Stocks, modestly lower ahead of the Fed rate decision, were little moved by the release of the policy statement, with the benchmark S&P 500 (.SPX) index down about 0.3% on the session.

The yield on the 2-year Treasury note , the maturity most sensitive to Fed policy expectations, rose to the day’s high, last trading up 2 basis points at about 4.22%. The U.S. dollar was little changed against a basket of major trading partner currencies.

“If you were hoping for clear signs of an upcoming pause in interest rate hikes, you were left wanting. The Federal Reserve retained the phrase ‘ongoing increases’ in their statement, leaving their options open depending on what upcoming economic data says,” said Greg McBride, chief financial analyst at Bankrate.

The decision lifted the benchmark overnight interest rate to a range between 4.50% and 4.75%, a move widely anticipated by investors and flagged by U.S. central bankers ahead of this week’s two-day policy session.

But in keeping the promise of more rate hikes to come, the Fed pushed back against investor expectations that it was ready to flag the end of the current tightening cycle as a nod to the fact that inflation has been steadily declining for six months.

The statement did indicate that any future rate increases would be in quarter-percentage-point increments, dropping a reference to the “pace” of future increases and instead referring to the “extent” of rate changes.

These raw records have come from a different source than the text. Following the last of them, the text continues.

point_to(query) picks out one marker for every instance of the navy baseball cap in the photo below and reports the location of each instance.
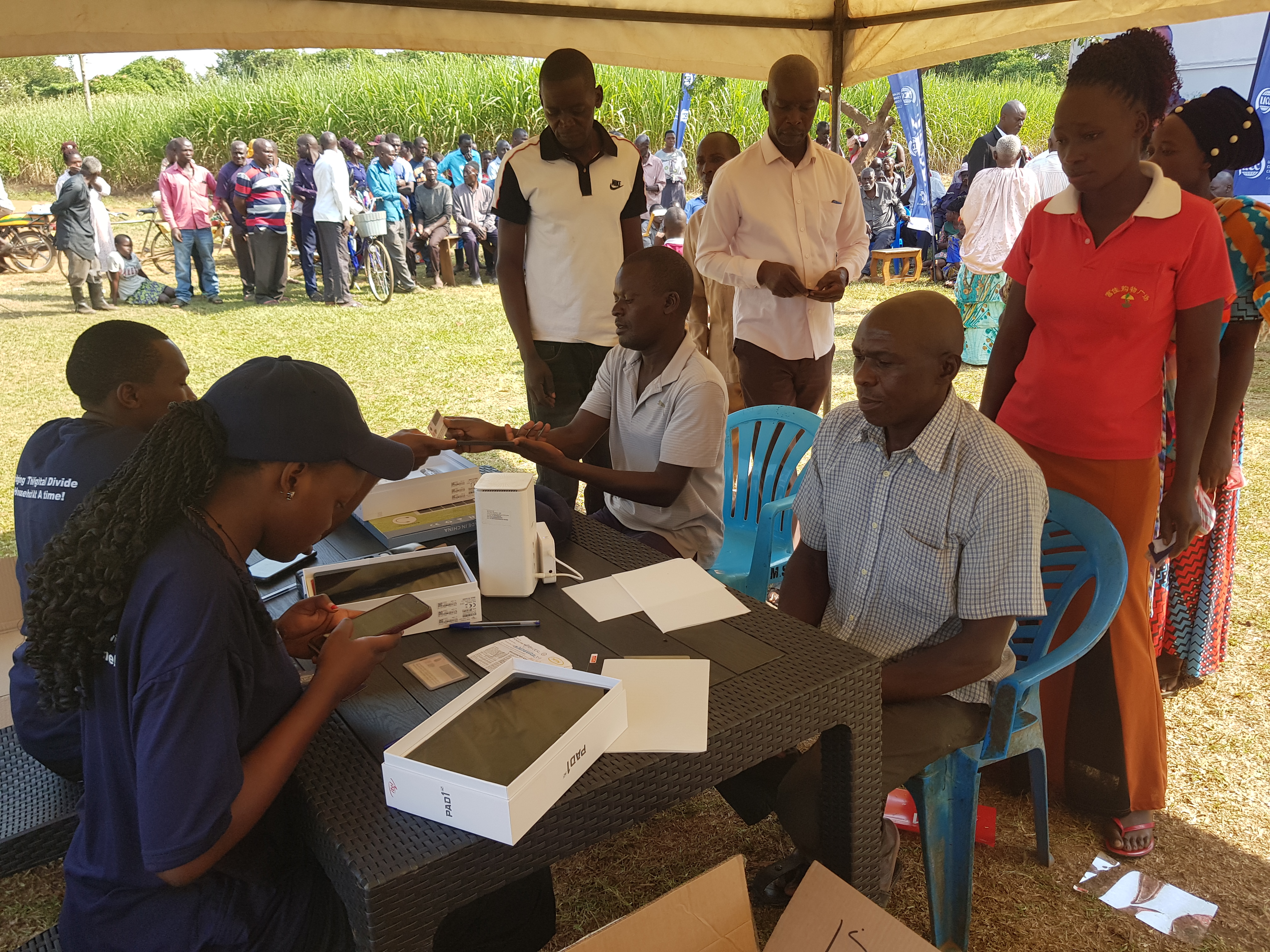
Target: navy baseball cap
(279, 409)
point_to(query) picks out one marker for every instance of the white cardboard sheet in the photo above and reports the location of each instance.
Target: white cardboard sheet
(603, 598)
(679, 593)
(667, 705)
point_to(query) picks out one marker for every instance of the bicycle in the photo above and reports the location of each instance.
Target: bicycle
(31, 238)
(369, 254)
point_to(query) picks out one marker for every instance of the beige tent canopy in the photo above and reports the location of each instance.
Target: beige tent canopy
(851, 41)
(713, 37)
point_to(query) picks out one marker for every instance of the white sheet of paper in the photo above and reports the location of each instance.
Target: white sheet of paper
(603, 598)
(679, 593)
(667, 705)
(493, 655)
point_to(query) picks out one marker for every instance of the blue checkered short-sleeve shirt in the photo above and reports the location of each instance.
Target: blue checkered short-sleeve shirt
(945, 530)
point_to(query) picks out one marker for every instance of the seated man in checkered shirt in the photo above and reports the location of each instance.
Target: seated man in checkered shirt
(921, 525)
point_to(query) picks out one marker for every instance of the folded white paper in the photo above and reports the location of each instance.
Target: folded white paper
(679, 593)
(603, 598)
(667, 705)
(493, 655)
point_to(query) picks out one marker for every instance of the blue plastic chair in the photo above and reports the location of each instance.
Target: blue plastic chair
(1079, 544)
(763, 473)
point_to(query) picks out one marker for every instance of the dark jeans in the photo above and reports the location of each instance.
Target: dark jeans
(768, 379)
(652, 540)
(518, 918)
(573, 370)
(306, 241)
(431, 247)
(914, 734)
(270, 254)
(195, 248)
(333, 247)
(491, 246)
(472, 243)
(243, 256)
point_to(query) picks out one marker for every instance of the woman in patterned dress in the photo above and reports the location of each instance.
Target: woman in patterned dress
(1192, 597)
(995, 210)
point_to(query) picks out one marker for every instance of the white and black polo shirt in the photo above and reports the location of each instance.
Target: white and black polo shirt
(575, 241)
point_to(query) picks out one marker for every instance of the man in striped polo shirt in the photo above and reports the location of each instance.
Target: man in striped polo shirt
(260, 200)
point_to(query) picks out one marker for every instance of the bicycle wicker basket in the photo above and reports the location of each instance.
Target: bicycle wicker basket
(371, 224)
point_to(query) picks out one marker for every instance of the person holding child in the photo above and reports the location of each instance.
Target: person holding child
(129, 280)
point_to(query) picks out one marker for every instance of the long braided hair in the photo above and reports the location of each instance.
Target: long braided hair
(1138, 64)
(82, 582)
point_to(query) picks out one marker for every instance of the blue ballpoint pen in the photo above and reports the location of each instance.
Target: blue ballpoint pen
(495, 625)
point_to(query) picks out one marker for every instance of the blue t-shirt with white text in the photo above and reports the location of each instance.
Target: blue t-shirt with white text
(63, 462)
(191, 687)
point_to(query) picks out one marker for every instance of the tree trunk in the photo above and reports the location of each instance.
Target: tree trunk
(88, 96)
(874, 129)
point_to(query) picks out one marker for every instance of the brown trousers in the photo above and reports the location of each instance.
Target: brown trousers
(1104, 718)
(768, 379)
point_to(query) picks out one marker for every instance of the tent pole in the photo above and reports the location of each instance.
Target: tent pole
(836, 41)
(838, 38)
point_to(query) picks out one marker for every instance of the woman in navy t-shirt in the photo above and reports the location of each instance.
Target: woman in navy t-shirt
(141, 614)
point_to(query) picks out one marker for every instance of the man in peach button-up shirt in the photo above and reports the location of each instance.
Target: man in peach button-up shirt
(785, 228)
(187, 193)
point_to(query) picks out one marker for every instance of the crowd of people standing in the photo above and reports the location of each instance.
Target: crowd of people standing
(1133, 305)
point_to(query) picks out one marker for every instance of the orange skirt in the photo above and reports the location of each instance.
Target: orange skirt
(1104, 719)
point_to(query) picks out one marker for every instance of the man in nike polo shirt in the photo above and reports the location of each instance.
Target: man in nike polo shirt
(569, 202)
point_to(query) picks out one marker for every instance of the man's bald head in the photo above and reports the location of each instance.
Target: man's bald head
(920, 320)
(907, 351)
(796, 71)
(1013, 117)
(722, 141)
(792, 98)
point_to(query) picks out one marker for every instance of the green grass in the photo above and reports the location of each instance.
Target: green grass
(440, 96)
(453, 351)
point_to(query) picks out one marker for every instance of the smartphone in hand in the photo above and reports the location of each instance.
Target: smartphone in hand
(392, 617)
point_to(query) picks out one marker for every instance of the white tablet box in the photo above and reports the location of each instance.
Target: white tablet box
(492, 810)
(451, 604)
(448, 478)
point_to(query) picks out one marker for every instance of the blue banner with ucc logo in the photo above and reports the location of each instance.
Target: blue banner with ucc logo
(1255, 181)
(681, 118)
(911, 106)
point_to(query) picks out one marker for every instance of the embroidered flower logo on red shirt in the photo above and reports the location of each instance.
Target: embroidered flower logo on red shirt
(1128, 294)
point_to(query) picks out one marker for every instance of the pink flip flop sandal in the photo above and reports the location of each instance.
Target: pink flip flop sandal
(1130, 853)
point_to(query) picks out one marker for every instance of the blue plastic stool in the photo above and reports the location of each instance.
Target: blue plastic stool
(765, 446)
(947, 794)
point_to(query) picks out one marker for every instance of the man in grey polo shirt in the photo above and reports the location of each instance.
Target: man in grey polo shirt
(666, 409)
(921, 525)
(569, 202)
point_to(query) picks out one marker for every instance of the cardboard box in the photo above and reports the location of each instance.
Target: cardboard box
(450, 604)
(444, 480)
(712, 915)
(502, 812)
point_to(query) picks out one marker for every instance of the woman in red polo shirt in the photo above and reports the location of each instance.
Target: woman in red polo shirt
(1108, 271)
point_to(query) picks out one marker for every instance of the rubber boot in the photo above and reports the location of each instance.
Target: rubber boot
(100, 303)
(82, 306)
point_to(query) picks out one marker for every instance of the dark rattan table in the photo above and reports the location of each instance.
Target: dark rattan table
(774, 683)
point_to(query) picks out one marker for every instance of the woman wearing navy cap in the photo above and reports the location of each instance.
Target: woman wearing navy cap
(143, 615)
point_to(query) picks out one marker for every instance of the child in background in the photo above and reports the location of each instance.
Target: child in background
(673, 226)
(129, 282)
(948, 259)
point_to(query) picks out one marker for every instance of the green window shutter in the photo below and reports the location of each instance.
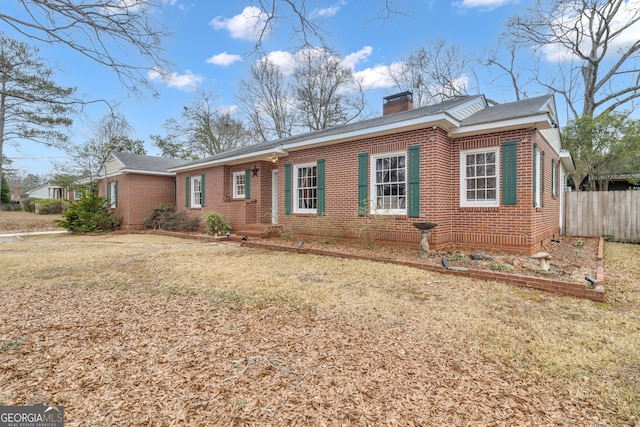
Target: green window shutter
(321, 187)
(414, 181)
(553, 178)
(535, 171)
(202, 190)
(287, 189)
(188, 191)
(509, 173)
(558, 189)
(247, 183)
(363, 183)
(542, 179)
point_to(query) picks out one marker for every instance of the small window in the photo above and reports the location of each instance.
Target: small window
(196, 192)
(306, 189)
(479, 177)
(538, 181)
(239, 185)
(389, 184)
(113, 194)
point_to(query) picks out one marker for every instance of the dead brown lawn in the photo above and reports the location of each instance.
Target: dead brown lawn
(151, 330)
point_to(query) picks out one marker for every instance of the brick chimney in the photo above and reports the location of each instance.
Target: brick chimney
(397, 103)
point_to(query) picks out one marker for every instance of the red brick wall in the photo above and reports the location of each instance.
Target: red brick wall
(520, 228)
(219, 194)
(138, 195)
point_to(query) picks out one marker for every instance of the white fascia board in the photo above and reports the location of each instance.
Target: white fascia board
(144, 172)
(254, 156)
(441, 120)
(567, 161)
(540, 121)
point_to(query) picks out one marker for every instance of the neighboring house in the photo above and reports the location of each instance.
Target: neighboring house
(489, 176)
(135, 184)
(46, 191)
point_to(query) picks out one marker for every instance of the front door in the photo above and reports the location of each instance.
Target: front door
(274, 197)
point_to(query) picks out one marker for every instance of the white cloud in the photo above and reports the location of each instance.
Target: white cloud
(224, 59)
(250, 25)
(187, 81)
(481, 4)
(371, 78)
(352, 59)
(327, 11)
(375, 77)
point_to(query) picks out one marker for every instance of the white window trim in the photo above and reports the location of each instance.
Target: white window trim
(236, 195)
(112, 194)
(296, 209)
(193, 192)
(464, 203)
(538, 180)
(372, 184)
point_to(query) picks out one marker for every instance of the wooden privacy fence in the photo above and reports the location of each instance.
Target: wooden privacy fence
(603, 213)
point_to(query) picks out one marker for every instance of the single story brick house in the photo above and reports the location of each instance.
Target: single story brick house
(135, 184)
(491, 177)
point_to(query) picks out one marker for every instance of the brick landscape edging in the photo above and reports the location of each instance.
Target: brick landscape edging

But those, it said, would take into account how the policy moves so far had impacted the economy, language that linked further rate increases to the evolution of upcoming economic data.

The Fed hopes it can continue nudging inflation lower to its 2% target without triggering a deep recession or causing a substantial rise in the unemployment rate from the current 3.5%, a level rarely seen in recent decades. Inflation, based on the Fed’s preferred measure, slowed to a 5% annual rate in December.

The U.S. central bank did not issue new economic projections from its policymakers on Wednesday but did reaffirm its commitment to its 2% average inflation target as part of its annual review of operating principles.

Fed Chair Jerome Powell is scheduled to hold a press conference at 2:30 p.m. EST (1930 GMT) to elaborate on the latest policy decision.